5 years ago

Unthule: An Incremental Graph Construction Process for Robust Road Map Extraction from Aerial Images.

Sam Madden, Songtao He, Hari Balakrishnan, Sofiane Abbar, David DeWitt, Sanjay Chawla, Mohammad Alizadeh, Favyen Bastani

The availability of highly accurate maps has become crucial due to the increasing importance of location-based mobile applications as well as autonomous vehicles. However, mapping roads is currently an expensive and human-intensive process. High-resolution aerial imagery provides a promising avenue to automatically infer a road network. Prior work uses convolutional neural networks (CNNs) to detect which pixels belong to a road (segmentation), and then uses complex post-processing heuristics to infer graph connectivity. We show that these segmentation methods have high error rates (poor precision) because noisy CNN outputs are difficult to correct.

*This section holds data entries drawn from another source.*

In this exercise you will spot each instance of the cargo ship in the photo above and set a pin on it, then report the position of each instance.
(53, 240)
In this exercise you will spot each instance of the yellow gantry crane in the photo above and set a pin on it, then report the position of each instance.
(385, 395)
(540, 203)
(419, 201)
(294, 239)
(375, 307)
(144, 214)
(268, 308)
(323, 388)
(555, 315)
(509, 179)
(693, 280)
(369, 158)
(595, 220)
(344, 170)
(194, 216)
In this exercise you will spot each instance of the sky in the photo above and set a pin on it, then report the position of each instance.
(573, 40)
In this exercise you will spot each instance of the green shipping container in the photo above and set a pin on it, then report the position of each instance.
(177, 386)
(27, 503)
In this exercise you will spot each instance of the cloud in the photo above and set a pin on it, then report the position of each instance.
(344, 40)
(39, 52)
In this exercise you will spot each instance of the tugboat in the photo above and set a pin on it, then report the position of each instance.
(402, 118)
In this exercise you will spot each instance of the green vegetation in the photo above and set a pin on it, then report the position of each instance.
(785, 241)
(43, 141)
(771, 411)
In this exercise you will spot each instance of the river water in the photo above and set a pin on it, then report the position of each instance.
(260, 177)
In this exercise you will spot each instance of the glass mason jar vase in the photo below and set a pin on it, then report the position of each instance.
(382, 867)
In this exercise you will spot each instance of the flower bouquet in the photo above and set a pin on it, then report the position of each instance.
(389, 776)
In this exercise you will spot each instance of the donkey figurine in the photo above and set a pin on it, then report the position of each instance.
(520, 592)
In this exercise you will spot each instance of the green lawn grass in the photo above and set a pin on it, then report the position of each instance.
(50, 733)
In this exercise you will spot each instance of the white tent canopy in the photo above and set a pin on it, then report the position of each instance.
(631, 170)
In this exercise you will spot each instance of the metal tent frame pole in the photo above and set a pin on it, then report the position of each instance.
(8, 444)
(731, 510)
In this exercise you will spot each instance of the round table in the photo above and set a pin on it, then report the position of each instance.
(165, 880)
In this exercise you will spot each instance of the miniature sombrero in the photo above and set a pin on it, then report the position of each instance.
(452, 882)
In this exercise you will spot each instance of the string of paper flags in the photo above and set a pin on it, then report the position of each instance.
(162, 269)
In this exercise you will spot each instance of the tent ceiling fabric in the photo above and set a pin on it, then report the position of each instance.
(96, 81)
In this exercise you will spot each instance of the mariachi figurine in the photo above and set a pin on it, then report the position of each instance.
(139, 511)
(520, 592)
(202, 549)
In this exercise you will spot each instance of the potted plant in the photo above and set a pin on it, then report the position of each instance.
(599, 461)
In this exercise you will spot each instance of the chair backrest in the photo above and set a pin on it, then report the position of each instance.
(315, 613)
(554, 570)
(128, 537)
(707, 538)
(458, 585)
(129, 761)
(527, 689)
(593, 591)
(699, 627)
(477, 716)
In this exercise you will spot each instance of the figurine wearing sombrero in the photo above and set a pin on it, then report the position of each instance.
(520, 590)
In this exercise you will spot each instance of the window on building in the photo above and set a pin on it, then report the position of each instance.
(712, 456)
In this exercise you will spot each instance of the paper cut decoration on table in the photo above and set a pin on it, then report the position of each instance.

We propose a novel approach, Unthule, to construct highly accurate road maps from aerial images. In contrast to prior work, Unthule uses an incremental search process guided by a CNN-based decision function to derive the road network graph directly from the output of the CNN. We train the CNN to output the direction of roads traversing a supplied point in the aerial imagery, and then use this CNN to incrementally construct the graph. We compare our approach with a segmentation method on fifteen cities, and find that Unthule has a 45% lower error rate in identifying junctions across these cities.